I have to design 3-Bit Up Synchronous Counter Using JK Flip Flop counters.
The first one should count even numbers: 0-2-4-6-0
The second one should count odd numbers: 1-3-5-7-1
Execution Table For JK Flip Flop:
Q(n) Q(n+1) J K
---------------
0 0 0 X
0 1 1 X
1 0 X 1
1 1 X 0
First Question: Design a negative-edge-triggered synchronous counter with the form of operation: 0-2-4-6-0
My Design:
Second Question: Design a negative-edge-triggered synchronous counter with the form of operation: 1-3-5-7-1
My Design:
Main Question: I made two designs like the pictures above. But as you can see, the JK output is the same. That's weird! In both designs (even and odd) the J(C) output = Q(B) and K(C) output = Q(B). And in this case, will this odd-number circuit count by two-by-two?
Why the results are the same? Where exactly am I making a mistake?
Hint:
In the first even-counter circuit, the value of the K(A) can take 1 or 0.
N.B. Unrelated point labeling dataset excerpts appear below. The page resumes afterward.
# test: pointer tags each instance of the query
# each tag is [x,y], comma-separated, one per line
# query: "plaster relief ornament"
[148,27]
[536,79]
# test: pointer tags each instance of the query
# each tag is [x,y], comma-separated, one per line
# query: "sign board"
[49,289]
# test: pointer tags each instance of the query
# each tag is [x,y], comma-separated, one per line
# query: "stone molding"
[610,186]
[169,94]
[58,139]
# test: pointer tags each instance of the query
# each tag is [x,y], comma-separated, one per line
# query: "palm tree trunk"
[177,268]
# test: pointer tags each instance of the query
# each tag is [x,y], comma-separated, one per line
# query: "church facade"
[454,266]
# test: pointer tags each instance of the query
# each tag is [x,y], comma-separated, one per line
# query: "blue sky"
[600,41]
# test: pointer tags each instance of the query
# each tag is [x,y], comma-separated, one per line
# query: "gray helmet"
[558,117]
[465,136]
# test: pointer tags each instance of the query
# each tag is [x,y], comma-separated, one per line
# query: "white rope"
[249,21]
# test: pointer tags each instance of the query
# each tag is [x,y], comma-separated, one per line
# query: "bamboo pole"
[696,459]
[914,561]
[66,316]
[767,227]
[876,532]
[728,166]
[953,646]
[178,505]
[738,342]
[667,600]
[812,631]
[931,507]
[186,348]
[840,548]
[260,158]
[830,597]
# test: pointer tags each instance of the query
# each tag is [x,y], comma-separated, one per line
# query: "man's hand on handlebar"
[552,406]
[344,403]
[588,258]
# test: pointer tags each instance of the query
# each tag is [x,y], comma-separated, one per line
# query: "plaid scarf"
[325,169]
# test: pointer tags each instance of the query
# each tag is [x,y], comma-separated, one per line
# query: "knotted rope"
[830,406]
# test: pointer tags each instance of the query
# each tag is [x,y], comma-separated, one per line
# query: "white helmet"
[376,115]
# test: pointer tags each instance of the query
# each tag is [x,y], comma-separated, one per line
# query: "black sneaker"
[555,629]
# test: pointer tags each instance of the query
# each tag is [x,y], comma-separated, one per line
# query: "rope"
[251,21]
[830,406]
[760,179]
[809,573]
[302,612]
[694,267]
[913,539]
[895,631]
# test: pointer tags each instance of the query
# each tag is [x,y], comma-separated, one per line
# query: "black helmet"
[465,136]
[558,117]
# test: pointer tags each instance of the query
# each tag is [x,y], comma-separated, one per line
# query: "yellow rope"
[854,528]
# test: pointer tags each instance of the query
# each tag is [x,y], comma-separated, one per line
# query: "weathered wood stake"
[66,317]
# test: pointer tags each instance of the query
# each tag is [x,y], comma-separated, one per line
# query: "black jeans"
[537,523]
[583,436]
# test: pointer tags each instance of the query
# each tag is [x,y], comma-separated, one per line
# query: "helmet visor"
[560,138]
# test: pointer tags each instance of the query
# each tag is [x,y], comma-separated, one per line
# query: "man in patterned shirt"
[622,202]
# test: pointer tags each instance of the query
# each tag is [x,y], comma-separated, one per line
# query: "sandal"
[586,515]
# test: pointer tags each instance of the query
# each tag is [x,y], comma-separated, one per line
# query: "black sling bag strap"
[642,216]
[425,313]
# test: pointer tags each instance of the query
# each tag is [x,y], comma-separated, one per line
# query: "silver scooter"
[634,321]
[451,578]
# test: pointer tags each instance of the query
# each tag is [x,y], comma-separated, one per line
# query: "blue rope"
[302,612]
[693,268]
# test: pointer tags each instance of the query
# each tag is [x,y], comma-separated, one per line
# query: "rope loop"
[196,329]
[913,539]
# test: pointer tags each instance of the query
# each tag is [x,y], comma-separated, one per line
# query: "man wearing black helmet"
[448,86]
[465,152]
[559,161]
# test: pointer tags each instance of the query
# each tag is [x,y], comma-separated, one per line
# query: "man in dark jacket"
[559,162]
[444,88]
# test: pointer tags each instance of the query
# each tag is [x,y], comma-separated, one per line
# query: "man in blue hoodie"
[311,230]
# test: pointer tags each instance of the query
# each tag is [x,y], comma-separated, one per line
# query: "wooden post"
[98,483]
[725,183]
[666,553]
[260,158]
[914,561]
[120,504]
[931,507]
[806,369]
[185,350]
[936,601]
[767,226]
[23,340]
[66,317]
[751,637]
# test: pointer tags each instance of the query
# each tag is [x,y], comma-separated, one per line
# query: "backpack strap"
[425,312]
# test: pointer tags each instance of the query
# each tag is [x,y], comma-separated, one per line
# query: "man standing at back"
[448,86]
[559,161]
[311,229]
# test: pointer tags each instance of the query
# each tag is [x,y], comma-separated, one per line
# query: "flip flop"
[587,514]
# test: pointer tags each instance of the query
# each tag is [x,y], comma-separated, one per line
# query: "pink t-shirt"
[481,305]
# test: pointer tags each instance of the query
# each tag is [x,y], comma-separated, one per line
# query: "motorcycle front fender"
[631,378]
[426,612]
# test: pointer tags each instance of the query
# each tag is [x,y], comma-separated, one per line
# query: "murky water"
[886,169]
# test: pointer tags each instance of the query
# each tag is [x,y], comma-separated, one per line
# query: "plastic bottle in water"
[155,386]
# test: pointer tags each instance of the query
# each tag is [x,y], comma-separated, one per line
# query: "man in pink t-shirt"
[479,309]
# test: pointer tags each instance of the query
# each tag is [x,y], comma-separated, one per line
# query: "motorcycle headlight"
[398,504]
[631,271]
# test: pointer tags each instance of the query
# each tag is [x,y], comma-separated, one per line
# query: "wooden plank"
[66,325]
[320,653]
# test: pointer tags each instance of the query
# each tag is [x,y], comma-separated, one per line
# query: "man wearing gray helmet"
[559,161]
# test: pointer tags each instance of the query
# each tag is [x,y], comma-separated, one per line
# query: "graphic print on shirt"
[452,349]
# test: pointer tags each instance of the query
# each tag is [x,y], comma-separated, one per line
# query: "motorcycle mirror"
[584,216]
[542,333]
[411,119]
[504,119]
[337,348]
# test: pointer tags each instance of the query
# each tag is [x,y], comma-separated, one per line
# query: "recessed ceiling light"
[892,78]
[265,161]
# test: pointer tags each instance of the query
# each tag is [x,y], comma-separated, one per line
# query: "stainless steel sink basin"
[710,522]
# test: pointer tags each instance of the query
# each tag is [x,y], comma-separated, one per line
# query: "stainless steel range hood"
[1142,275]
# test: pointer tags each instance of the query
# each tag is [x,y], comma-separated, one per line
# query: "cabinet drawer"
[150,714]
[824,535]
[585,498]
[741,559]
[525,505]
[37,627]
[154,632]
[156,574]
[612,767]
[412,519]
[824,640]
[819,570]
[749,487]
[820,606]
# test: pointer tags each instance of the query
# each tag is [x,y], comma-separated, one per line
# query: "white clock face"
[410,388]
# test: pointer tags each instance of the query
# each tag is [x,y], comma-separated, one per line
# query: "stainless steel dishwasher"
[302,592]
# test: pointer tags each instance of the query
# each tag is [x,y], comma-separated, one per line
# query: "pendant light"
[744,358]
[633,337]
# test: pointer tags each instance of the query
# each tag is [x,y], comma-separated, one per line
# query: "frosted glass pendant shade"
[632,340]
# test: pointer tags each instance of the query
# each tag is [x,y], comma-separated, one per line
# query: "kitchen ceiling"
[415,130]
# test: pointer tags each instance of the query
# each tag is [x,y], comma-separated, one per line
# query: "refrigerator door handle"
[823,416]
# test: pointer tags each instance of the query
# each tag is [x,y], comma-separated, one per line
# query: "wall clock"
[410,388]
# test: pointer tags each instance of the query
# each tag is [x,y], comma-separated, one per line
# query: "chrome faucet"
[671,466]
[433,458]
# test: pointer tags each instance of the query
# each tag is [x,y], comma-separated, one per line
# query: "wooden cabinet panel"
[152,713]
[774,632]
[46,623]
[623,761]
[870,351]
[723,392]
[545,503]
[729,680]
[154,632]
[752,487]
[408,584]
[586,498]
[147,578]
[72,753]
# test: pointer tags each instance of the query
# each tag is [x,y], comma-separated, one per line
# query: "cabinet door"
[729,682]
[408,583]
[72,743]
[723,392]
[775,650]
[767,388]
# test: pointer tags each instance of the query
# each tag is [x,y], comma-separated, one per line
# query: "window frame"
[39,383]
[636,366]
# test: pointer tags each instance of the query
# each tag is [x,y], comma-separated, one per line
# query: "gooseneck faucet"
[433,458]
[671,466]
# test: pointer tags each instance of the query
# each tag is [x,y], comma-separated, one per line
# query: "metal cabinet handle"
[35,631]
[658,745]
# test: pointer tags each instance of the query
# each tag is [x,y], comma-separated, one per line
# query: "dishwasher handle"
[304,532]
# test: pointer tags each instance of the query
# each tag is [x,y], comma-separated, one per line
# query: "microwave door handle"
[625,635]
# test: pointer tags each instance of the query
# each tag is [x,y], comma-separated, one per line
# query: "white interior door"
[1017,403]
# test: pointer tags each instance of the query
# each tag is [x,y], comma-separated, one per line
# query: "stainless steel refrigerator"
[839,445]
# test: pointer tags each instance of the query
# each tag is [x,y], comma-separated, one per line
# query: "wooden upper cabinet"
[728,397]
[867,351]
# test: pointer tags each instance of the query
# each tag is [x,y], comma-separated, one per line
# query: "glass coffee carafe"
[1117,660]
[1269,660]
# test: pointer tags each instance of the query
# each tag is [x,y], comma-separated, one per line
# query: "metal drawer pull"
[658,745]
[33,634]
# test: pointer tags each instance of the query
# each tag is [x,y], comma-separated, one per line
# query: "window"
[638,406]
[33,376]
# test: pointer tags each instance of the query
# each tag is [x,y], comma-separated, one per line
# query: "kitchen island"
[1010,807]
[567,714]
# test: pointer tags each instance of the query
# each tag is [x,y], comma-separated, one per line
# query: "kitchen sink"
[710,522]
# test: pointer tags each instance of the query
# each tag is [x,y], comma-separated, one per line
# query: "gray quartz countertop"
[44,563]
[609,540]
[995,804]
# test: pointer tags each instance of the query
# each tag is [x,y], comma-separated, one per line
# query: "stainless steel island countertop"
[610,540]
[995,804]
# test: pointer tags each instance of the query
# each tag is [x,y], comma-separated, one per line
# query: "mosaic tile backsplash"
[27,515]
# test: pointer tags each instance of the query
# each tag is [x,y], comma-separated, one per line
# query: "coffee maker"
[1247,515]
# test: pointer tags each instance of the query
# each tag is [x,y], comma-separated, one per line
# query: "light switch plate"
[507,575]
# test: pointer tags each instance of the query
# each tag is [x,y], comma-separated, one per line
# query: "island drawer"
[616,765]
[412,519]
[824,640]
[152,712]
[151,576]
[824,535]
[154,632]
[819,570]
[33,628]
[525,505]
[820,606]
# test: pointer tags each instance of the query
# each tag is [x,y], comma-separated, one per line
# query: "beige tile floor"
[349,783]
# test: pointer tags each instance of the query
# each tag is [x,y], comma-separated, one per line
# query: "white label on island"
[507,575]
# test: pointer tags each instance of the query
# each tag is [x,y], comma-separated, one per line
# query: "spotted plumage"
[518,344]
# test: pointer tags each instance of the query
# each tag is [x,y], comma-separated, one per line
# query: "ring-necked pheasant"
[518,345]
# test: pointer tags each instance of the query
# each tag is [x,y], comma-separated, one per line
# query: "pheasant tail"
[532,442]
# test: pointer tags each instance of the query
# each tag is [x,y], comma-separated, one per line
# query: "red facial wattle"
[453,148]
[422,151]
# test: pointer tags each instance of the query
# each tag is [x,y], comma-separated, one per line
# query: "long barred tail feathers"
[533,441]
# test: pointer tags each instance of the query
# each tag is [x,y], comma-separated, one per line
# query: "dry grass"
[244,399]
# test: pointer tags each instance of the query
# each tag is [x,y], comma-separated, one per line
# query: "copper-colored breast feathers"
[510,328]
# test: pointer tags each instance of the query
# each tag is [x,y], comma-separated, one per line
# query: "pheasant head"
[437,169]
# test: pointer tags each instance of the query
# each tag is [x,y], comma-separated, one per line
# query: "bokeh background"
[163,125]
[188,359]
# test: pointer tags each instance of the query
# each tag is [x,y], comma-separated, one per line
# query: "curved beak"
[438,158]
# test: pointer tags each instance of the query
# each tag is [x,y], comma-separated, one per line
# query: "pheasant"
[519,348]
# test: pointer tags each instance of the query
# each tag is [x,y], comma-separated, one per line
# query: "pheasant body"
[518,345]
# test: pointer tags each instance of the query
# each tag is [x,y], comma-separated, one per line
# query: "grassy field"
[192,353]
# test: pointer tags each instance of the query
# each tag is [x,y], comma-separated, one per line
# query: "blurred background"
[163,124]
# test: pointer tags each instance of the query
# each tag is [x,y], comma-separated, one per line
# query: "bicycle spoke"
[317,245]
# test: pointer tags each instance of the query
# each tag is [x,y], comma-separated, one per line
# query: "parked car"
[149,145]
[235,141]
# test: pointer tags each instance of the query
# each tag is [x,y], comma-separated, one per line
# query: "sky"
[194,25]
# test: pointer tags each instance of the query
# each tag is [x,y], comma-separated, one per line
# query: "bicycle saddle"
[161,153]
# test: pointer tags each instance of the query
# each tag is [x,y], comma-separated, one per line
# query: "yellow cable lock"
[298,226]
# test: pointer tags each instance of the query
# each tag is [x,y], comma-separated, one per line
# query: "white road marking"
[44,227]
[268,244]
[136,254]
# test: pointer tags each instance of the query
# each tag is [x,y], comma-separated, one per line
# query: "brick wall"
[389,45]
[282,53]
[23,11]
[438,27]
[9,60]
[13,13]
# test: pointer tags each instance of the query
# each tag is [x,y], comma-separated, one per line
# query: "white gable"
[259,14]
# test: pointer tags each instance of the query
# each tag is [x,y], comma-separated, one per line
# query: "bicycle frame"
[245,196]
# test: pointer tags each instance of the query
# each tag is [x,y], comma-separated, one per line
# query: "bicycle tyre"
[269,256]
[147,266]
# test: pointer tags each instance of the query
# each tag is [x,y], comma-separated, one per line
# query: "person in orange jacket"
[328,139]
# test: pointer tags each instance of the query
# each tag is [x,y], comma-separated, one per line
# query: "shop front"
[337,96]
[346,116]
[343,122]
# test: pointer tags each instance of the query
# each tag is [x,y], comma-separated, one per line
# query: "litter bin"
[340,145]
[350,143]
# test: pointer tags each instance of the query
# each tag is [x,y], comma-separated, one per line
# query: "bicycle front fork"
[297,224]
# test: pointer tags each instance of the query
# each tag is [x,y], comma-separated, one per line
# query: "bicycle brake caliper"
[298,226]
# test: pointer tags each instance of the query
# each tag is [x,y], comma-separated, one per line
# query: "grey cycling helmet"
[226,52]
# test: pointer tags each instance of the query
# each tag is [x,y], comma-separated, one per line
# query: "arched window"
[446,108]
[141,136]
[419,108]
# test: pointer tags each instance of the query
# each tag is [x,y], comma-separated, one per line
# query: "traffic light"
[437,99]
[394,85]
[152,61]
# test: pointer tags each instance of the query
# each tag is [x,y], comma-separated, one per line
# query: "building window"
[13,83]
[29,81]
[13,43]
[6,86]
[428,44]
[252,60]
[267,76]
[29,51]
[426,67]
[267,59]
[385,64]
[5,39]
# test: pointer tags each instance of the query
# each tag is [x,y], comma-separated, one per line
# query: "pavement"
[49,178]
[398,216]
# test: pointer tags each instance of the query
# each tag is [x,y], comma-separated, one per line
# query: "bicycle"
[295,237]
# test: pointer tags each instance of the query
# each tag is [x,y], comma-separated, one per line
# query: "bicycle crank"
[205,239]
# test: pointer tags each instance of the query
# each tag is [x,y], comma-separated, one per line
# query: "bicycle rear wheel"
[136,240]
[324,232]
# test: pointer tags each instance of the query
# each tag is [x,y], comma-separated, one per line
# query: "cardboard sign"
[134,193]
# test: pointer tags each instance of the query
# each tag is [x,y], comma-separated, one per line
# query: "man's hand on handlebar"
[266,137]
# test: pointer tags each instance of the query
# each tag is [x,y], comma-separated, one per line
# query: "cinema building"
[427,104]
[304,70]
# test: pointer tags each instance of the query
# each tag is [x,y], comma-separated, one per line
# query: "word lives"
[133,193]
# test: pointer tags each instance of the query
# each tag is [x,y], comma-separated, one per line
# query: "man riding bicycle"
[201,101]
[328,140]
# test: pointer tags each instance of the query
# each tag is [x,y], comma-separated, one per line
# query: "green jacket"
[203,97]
In the second odd-counter circuit, the value of the J(A) can take 1 or 0.
Best Answer
You are assuming that the even counter "wakes up" in the 000 state and the odd counter wakes up in the 001 state. Those assumptions are not valid, so some of the don't care values in your state table should actually be 0 or 1.
Other than that, take a look at the columns for the Q values in each counter. If the Q values have a similar behavior you would expect the logic design to be similar as well.